En materias primas energéticas, el tono es más contenido pero igualmente positivo. El Brent avanza alrededor de un 0,8% hasta los 61,3 dólares por barril, mientras que el WTI se mueve en torno a los 57,9 dólares, en ambos casos con subidas cercanas al 1%. El gas natural europeo, medido por el contrato TTF holandés, suma en torno a un 1,8% hasta los 28,7 euros/MWh, reflejando un mercado que comienza el año sin sobresaltos de oferta, pero sin perder de vista los riesgos de cortes o tensiones logísticas.

En paralelo, bitcoin avanza alrededor de un 0,8% hasta los 89.000 dólares, consolidando su papel como activo especulativo de alta beta al ciclo de liquidez global.

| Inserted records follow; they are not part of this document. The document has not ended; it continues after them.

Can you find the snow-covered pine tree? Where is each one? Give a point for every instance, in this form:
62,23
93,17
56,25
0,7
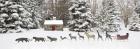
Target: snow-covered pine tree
110,16
81,17
14,16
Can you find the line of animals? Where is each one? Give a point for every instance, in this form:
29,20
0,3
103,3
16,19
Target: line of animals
108,36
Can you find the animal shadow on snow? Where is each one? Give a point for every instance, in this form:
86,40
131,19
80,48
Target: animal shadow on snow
22,40
63,38
39,39
72,37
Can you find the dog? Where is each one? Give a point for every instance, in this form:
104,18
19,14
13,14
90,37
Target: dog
22,40
72,37
90,36
52,38
80,35
62,38
39,39
122,37
108,36
99,36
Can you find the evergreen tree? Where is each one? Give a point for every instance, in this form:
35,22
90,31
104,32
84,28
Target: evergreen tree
110,16
81,17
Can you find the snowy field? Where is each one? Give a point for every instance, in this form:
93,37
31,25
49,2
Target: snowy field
7,41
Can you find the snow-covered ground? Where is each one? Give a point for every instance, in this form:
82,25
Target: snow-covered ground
7,41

Qué se juega el inversor en este primer trimestre

El arranque de 2026 deja una sensación de optimismo vigilante. Las bolsas suben en Estados Unidos, Europa y Asia; el dólar no se dispara; las materias primas se mantienen en rangos razonables y el oro continúa actuando como seguro frente a shocks. Pero bajo esa superficie late un equilibrio frágil.

En los próximos tres meses, el mercado pondrá a prueba varias narrativas a la vez:

  • que la inflación seguirá moderándose sin desaparecer,

  • que la Fed y el BCE podrán recortar tipos sin perder credibilidad,

  • que los beneficios empresariales aguantarán con márgenes solo ligeramente erosionados,

  • y que las tensiones geopolíticas seguirán contenidas en el terreno de los titulares, sin traducirse en disrupciones masivas de oferta o en crisis financieras.

Para el inversor, el desafío consiste en no dejarse llevar por una euforia de arranque de año que puede disiparse con el primer dato macro negativo, pero tampoco quedarse paralizado en liquidez mientras los índices encadenan máximos. La gestión fina de exposición a riesgo, la diversificación real —no solo sobre el papel— y la atención a los movimientos en bonos y divisas serán tan decisivas como la selección de valores o sectores.

Lo que sí parece claro es que 2026 no comienza en punto muerto. Empieza con los mercados globales en movimiento, cargados de expectativas y también de interrogantes. La dirección que tomen desde aquí marcará buena parte del relato económico y financiero del año que acaba de empezar.